6. Hukuk Dairesi Esas No: 2011/12893 Karar No: 2012/1783 Karar Tarihi: 09.02.2012
Yargıtay 6. Hukuk Dairesi 2011/12893 Esas 2012/1783 Karar Sayılı İlamı
Özet:
Sulh Hukuk Mahkemesinde görülen ortaklığın giderilmesi davasında, davalılardan biri tarafından temyiz edilen kararın gerekçesi, Tebligat Kanunu'nun 35. maddesi gereği yapılan tebligatın usulsüz olduğu gerekçesiyle geri çevrildiği belirtilmiştir. Yeni Tebligat Kanunu'nun 10. maddesi uyarınca tebligat, tebliğ yapılacak kişinin bilinen en son adresinde yapılması gerektiği, ancak adres kayıt sisteminde bulunan yerleşim yeri adresi de bilinmiyorsa tebligatın o adrese yapılması gerektiği belirtilmiştir. Ancak, adres kayıt sisteminde adresleri tespit edilebilen taraflara Tebligat Kanunu'nun 35. maddesi gereği tebligat yapılamayacağı ifade edilmiştir.

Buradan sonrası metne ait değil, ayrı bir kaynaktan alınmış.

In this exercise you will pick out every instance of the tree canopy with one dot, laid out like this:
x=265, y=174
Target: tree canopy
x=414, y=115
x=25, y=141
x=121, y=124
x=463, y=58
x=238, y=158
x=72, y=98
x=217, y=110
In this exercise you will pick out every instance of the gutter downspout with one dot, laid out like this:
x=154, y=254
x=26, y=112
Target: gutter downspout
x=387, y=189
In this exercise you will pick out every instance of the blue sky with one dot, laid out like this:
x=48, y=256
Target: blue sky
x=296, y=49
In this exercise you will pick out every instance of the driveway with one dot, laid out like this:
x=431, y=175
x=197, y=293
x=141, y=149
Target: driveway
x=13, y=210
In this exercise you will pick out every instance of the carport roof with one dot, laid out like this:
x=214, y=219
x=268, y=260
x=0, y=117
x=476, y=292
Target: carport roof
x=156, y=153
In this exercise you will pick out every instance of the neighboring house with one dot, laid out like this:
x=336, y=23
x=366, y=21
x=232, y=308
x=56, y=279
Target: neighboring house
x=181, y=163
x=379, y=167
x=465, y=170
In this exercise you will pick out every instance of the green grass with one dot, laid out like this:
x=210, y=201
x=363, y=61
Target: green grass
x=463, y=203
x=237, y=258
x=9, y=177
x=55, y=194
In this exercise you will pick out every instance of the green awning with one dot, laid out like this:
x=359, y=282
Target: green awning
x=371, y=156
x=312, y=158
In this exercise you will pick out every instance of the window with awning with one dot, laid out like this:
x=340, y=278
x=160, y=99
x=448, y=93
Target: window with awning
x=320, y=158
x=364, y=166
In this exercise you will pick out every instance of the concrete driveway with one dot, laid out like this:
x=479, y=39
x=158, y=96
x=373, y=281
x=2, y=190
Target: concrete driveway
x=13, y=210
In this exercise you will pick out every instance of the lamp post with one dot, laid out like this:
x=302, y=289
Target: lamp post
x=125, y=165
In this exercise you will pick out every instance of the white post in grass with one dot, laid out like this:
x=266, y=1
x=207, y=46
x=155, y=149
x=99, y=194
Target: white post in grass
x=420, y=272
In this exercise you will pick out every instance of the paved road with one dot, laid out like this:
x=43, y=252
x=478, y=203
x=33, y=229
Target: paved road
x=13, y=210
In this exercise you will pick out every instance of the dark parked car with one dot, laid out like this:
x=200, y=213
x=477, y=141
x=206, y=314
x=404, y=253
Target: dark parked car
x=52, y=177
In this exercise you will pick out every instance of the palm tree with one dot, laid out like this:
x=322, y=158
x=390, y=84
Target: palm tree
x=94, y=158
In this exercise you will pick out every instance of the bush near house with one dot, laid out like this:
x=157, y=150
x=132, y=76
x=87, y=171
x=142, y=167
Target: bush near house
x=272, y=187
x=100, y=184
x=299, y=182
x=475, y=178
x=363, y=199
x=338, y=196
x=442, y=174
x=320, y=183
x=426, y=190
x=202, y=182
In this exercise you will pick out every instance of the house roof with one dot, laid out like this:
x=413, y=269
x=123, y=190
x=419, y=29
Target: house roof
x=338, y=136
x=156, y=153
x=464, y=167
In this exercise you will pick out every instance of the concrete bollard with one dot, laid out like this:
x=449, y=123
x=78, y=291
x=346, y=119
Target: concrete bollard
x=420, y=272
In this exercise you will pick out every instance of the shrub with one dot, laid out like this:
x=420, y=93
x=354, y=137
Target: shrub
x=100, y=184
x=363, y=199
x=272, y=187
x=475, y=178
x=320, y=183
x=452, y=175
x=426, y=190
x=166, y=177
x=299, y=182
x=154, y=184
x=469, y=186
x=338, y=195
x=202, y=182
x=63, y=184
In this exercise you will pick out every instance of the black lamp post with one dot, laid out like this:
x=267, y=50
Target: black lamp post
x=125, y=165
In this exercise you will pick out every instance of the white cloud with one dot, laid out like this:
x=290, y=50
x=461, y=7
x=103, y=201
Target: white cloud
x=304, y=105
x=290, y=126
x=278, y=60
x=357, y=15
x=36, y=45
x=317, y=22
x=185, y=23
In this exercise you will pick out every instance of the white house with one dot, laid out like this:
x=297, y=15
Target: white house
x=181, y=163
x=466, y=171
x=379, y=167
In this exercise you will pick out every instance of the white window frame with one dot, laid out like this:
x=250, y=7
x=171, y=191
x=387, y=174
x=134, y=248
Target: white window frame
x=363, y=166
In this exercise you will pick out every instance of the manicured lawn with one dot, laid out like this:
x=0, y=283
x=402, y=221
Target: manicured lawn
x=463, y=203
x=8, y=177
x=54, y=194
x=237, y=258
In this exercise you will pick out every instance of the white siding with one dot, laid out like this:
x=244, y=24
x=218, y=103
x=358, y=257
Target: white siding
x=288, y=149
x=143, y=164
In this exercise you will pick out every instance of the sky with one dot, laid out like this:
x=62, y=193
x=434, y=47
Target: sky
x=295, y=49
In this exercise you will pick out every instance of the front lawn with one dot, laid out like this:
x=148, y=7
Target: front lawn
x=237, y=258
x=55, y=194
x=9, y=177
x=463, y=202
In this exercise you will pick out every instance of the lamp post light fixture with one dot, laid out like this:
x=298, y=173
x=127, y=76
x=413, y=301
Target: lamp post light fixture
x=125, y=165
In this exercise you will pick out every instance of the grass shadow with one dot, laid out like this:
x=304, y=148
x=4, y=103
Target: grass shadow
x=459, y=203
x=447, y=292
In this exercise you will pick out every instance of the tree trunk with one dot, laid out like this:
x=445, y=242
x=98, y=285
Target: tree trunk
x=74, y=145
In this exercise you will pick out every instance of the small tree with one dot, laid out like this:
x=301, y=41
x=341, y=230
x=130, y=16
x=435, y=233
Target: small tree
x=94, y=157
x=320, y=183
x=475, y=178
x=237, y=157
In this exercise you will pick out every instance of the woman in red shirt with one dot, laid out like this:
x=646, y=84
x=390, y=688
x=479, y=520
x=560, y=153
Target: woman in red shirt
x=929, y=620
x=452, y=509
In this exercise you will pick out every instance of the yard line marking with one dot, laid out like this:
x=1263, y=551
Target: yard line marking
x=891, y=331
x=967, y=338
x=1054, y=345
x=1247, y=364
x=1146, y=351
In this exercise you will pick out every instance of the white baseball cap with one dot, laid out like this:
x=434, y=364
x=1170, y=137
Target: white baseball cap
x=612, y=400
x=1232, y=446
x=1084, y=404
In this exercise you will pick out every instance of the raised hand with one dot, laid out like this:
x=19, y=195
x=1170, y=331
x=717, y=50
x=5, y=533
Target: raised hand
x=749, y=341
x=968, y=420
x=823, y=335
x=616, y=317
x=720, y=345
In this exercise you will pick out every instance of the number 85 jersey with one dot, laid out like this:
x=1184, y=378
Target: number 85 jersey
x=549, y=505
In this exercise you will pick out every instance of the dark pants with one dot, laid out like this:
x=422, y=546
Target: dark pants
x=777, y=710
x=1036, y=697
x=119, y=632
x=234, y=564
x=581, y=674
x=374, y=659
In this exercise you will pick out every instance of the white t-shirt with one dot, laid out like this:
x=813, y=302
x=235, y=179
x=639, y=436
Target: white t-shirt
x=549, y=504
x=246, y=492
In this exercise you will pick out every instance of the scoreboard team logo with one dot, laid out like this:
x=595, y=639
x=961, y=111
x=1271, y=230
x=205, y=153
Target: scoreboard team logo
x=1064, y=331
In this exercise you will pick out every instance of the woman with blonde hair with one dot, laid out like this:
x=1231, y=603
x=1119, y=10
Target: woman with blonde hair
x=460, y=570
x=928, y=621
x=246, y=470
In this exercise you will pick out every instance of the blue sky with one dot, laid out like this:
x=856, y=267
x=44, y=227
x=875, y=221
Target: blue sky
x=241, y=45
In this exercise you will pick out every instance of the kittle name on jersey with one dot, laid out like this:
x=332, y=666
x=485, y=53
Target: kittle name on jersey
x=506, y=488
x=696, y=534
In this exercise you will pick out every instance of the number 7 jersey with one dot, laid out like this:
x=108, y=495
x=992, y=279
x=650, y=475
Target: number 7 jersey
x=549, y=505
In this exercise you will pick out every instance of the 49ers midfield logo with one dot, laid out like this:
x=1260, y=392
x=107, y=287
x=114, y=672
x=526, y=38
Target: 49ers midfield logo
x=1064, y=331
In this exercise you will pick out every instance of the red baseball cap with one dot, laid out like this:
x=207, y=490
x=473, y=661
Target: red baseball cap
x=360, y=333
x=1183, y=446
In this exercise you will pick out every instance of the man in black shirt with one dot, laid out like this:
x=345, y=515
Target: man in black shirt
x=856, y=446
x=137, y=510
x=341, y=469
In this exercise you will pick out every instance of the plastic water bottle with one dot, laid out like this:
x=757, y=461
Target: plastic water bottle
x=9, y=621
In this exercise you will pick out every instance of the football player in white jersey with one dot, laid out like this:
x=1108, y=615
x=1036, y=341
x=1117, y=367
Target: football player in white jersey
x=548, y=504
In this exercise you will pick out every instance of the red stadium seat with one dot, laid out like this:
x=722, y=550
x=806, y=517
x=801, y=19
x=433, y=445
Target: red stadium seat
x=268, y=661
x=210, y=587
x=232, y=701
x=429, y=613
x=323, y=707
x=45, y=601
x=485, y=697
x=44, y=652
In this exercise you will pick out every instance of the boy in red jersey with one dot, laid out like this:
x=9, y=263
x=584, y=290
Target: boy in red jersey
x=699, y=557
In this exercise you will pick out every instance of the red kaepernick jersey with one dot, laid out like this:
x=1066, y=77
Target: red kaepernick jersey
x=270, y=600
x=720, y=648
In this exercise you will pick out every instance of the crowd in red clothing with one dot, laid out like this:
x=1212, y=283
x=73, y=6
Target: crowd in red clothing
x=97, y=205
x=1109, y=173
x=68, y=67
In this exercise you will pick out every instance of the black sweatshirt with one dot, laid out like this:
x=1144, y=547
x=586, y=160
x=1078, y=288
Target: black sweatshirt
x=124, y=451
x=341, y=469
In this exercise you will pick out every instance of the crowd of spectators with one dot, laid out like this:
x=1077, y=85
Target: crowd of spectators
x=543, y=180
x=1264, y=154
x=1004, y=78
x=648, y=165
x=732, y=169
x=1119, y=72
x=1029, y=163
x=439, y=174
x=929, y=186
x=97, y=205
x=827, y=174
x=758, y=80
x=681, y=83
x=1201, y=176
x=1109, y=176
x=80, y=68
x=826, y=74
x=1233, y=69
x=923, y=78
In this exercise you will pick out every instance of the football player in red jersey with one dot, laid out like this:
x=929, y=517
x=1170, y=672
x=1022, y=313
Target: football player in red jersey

(Kapatılan) 6. Hukuk Dairesi 2011/12893 E. , 2012/1783 K.
"İçtihat Metni"
MAHKEMESİ :Sulh Hukuk Mahkemesi DAVA TÜRÜ : Ortaklığın giderilmesi
Mahalli mahkemesinden verilmiş bulunan yukarıda tarih ve numarası yazılı ortaklığın giderilmesi davasına dair karar, davalılardan ... tarafından süresi içinde temyiz edilmiş olmakla, dosyadaki bütün kağıtlar okunup gereği görüşülüp düşünüldü. Tebligat Kanunun"da 6099 Sayılı Yasa ile değişikliğe gidilmiştir. 19.01.2011 tarihinde yürürlüğe giren değişiklikle Tebligat Kanununun 10. maddesi "Tebligat, tebliğ yapılacak şahsa bilinen en son adresinde yapılır. Şu kadar ki; kendisine tebliğ yapılacak şahsın müracaatı veya kabulü şartıyla her yerde tebligat yapılması caizdir. (Ek fıkra:11.01.2011 - 6099 S.K./3.mad.) Bilinen en son adresin tebligata elverişli olmadığının anlaşılması veya tebligat yapılamaması halinde, muhatabın adres kayıt sisteminde bulunan yerleşim yeri adresi, bilinen en son adresi olarak kabul edilir ve tebligat buraya yapılır." hükmünü, T.K."nun 21/2. maddesi (Ek fıkra:11.01.2011 - 6099 S.K./5.mad) gösterilen adres muhatabın adres kayıt sistemindeki adresi olup, muhatap o adreste hiç oturmamış veya o adresten sürekli olarak ayrılmış olsa dahi, tebliğ memuru tebliğ olunacak evrakı, o yerin muhtar veya ihtiyar heyeti azasından birine veyahut zabıta amir veya memurlarına imza karşılığında teslim eder ve tesellüm edenin adresini ihtiva eden ihbarnameyi gösterilen adresteki binanın kapısına yapıştırır. İhbarnamenin kapıya yapıştırıldığı tarih, tebliğ tarihi sayılır." T.K."nun 35/2. maddesi "Adresini değiştiren kimse yenisini bildirmediği ve adres kayıt sisteminde yerleşim yeri adresi de tespit edilemediği takdirde, tebliğ olunacak evrakın bir nüshası eski adrese ait binanın kapısına asılır ve asılma tarihi tebliğ tarihi sayılır." hükümlerini içermektedir. Açıklanan yasa hükmüne göre, adres kayıt sisteminde adresleri tespit edilebilen taraflara Tebligat Kanunu 35. maddesine göre tebligat yapılması yerinde değildir. Olayımıza gelince; gerekçeli karar, ..."e Tebligat Yasasının 35. maddesine göre yapılmış olup, tebligat 6099 Sayılı Yasanın yürürlüğe girmesinden sonra yapılmış olması nedeni ile usulsüzdür. Gerekçeli kararın adı geçen davalının, kimlik bilgilerine göre adres kayıt sistemindeki son adresi tespit edilerek, tespit edilen adresine tebliğ edilmesi, tebliğ belgesinin dosyasına konulması, temyiz süresinin beklenilmesi, ondan sonra inceleme yapılmak üzere gönderilmesi için dosyanın mahalline GERİ ÇEVRİLMESİNE, 09.02.2012 tarihinde oybirliğiyle karar verildi.